Finally, the model’s robustness and validation were limited by its reliance on a single auxiliary data source (MODIS) and the lack of ground-based validation [54]. To build a more robust model, future iterations could integrate multi-source auxiliary data, such as radar-based satellite products that are less sensitive to cloud cover [55], or dynamic variables like seasonal Leaf Area Index (LAI) to better differentiate land cover types. Crucially, validating the downscaled SIF products against direct, ground-based SIF measurements is the most critical next step. The expansion of global ground-based SIF observation networks will be invaluable not only for direct validation but also for data assimilation approaches that merge “ground truth” with satellite observations to produce a new generation of high-resolution, high-accuracy SIF products [56]. In addition, a key application of long-term SIF products is to monitor vegetation responses to extreme climate events such as drought. As a direct probe of photosynthesis, SIF is theoretically highly sensitive to drought stress. Recent studies have demonstrated this potential. For example, Chen et al. effectively monitored the impact of drought on agricultural systems using SIF time series data [57]. Han et al. also highlighted the value of integrating SIF data in rapid drought warning systems [58]. The high temporal resolution and long-term characteristics of the SIF products we have generated provide a solid foundation for capturing such stress signals. Although a comprehensive analysis of specific historical drought events is beyond the scope of this study, it will be a key direction for future research. Our subsequent work will focus on validating the performance of this product during well-documented drought periods to comprehensively assess its capabilities in monitoring extreme events.

5. Conclusions

In this study, the XGBoost algorithm was used to build a high-precision SIF prediction model by combining physiological and light-related variables, and to generate downscaled HRSIF products. The main conclusions of the study include (1) XGBoost shows superior performance in this task compared to several other algorithms. The model effectively improves the GOME-2 SIF coarse resolution data and performs well in different ecosystem types. (2) The reliability of the HRSIF product and the improvement in spatial details are highlighted by the dual validation of the ground-based sites and satellite products. (3) The HRSIF considering land use types showed a strong linear correlation with flux tower GPP observations, especially in mixed forest ecosystems (R2 = 0.85). In addition, we investigated the importance of individual input features to the model, highlighting the impact of land use type on model performance. These findings confirm the feasibility of applying machine learning to improve the spatial and temporal resolution of satellite SIF products and expand their utility in ecosystem productivity assessment.

Author Contributions

C.H.: Writing—original draft, Investigation, Methodology, Software, Data curation. P.X.: Conceptualization, Resources, Project administration, Funding acquisition, Validation, Writing—review and editing. Z.H.: Methodology, Funding acquisition, Writing—review and editing. A.L.: Investigation, Validation, Supervision, Writing—review and editing. H.F.: Investigation, Visualization. All authors have read and agreed to the published version of the manuscript.

Funding

This research was funded by the National Natural Science Foundation of China (grant numbers: 42030609 and 42105133), National Key Research and Development Program of China (grant numbers: 2022YFC3700300, 2022YFC3703502, and 2023YFC3705601), and Industrialization Project of Wanjiang Emerging Industry Technology Development Center (grant number: WJ21CYHXM03).

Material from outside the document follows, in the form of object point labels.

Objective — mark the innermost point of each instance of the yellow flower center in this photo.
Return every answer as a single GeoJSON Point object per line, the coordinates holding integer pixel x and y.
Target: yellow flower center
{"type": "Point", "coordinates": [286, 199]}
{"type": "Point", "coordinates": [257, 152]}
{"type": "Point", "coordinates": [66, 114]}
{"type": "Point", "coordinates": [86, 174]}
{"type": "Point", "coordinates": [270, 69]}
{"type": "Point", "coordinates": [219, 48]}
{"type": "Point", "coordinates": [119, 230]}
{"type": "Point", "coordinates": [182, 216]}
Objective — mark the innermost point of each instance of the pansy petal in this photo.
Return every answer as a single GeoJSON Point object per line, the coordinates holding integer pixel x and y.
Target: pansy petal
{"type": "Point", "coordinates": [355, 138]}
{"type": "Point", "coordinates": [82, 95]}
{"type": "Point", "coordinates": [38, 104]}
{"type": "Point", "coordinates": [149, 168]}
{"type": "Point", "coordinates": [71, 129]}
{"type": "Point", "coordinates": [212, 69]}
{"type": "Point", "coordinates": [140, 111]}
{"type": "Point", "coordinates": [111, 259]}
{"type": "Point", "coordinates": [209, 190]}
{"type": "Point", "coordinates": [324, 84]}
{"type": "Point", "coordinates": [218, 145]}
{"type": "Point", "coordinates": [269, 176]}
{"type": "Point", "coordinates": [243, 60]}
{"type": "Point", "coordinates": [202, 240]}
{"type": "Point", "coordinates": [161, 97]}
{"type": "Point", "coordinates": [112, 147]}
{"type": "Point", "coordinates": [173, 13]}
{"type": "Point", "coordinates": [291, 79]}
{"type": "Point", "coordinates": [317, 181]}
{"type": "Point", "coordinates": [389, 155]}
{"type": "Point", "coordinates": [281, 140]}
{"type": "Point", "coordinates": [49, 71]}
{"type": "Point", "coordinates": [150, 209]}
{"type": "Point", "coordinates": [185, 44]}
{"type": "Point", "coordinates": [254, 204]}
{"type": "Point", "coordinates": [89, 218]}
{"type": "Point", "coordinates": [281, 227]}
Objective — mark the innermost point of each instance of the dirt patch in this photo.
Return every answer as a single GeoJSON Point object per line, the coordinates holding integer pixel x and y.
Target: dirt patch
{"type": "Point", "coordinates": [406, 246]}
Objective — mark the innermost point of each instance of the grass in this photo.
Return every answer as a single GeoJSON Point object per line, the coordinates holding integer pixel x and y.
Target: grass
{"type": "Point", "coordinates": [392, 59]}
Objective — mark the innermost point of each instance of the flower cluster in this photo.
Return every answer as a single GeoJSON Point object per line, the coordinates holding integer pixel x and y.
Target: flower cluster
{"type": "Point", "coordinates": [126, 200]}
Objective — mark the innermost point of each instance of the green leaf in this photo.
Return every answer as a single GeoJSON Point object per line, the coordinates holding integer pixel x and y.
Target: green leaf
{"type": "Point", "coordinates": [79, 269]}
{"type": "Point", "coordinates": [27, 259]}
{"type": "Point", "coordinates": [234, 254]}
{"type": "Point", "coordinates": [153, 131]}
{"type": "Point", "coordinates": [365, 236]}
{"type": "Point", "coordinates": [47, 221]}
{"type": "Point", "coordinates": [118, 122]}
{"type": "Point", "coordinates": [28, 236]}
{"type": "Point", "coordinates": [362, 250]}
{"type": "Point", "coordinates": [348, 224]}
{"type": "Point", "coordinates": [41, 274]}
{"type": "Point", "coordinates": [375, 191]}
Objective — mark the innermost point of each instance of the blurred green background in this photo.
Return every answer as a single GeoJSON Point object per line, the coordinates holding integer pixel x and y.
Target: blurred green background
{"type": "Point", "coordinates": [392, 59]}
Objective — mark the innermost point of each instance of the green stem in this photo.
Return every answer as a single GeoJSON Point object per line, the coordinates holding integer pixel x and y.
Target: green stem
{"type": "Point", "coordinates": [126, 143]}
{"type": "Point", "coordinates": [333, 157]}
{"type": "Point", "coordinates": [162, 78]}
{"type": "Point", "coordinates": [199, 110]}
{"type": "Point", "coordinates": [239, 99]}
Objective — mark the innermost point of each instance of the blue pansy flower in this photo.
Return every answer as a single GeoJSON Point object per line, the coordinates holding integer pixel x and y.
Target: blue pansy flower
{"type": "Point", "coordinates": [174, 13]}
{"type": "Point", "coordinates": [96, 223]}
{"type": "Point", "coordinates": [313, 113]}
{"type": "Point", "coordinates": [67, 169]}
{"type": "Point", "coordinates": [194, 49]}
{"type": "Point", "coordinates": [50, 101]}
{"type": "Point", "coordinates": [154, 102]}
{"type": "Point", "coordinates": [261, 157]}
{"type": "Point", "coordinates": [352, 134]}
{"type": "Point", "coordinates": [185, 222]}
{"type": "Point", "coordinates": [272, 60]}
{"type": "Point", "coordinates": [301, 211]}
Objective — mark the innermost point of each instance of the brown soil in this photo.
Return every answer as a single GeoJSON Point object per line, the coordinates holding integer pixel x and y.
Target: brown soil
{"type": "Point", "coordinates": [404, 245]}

Data Availability Statement

The code for generating the HRSIF and relevant data are available at https://github.com/zzmxx/HRSIF.git (accessed on 3 June 2025).

Acknowledgments

We extend our gratitude to the scientists involved in the GOME-2 mission, as well as those responsible for the MODIS and CERES data products, for providing access to these valuable resources for the research community. Our appreciation also goes to the principal investigators and research staff at FLUXNET sites for sharing their flux data. This research utilized eddy covariance data collected and distributed by the FLUXNET community. We are grateful for the data provided by the researchers at the ChinaSpec sites, which mainly include Jurong and Huailai. We would also like to express our gratitude to Pierrat and colleagues for generously sharing the PhotoSpec site observation data and to Duveiller and colleagues for providing the downscaled GOME-2 data. Additionally, we are thankful to the anonymous reviewers for their insightful feedback on our manuscript.

Conflicts of Interest

The authors declare no conflicts of interest.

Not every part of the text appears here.